Bugs Are More Likely to be Discovered by Manual, Exploratory Testing

A point that Bach and Bolton make in their article is that computers can never replicate the behaviour of a human interacting with a piece of software. For one, computers have limited ability to react to unexpected behaviour. They don’t “see” the screen the same way that a human does, and therefore they often cannot interact with it in the same way. As an example, I was trying to write an automated test earlier that would pick an option from a drop-down menu in order to get a webpage into a state that I could run checks on the desired layout of the page. I was having a problem where the drop-down menu would obscure a part of the page that I needed to check. The framework I was using to test selected the option from the menu in such a way that the menu, for whatever reason, would not disappear again once the option was selected. This “eccentricity” of the testing framework was a blocker in testing the page, and it was something a human being would never encounter.

The biggest and most important bugs are only found when a tester is intelligently and deliberately exploring the software – not when a computer is performing programmed checks.

Some Caveats…

The things I talked about above are not fair to say as blanket statements. If these things were always true of automated tests, there would be no reason to ever write them and all testing would have to be performed manually. This is simply what I have found in my experience at my company, and something that we are working on improving.

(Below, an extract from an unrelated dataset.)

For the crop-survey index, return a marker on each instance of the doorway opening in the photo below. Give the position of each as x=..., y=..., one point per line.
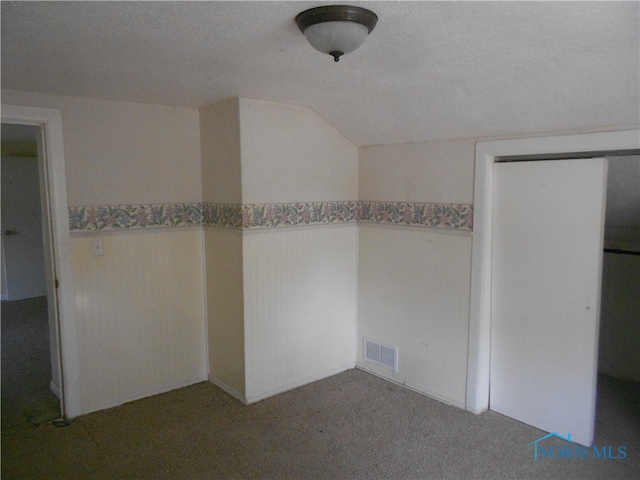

Automated tests can be designed to account for the flakiness and instability I spoke about above, and they can be written intelligently to support a tester in manual testing.

One of my favourite things about automated tests is that they do all the mundane and boring, but still necessary, checks. A framework that I have been playing with, Galen, is designed to test the layout of a webpage on different browsers at different resolutions (important for our goal of having our page be properly responsive). One of the developers on my team spoke about a concern that the reason I liked the tool is because it could replace my work rather than support my work. That is a little true but a little not – I like that it can do the work of checking basic layouts on many different browsers (cross-browser testing is the most tedious thing in the entire world) and thus free up my time to focus on more intelligent testing.

My department has a bit of a love-affair going on right now with writing as many automated tests as possible. My goal going forward is to do this more intelligently so as to not write tests that need more maintenance than they are worth.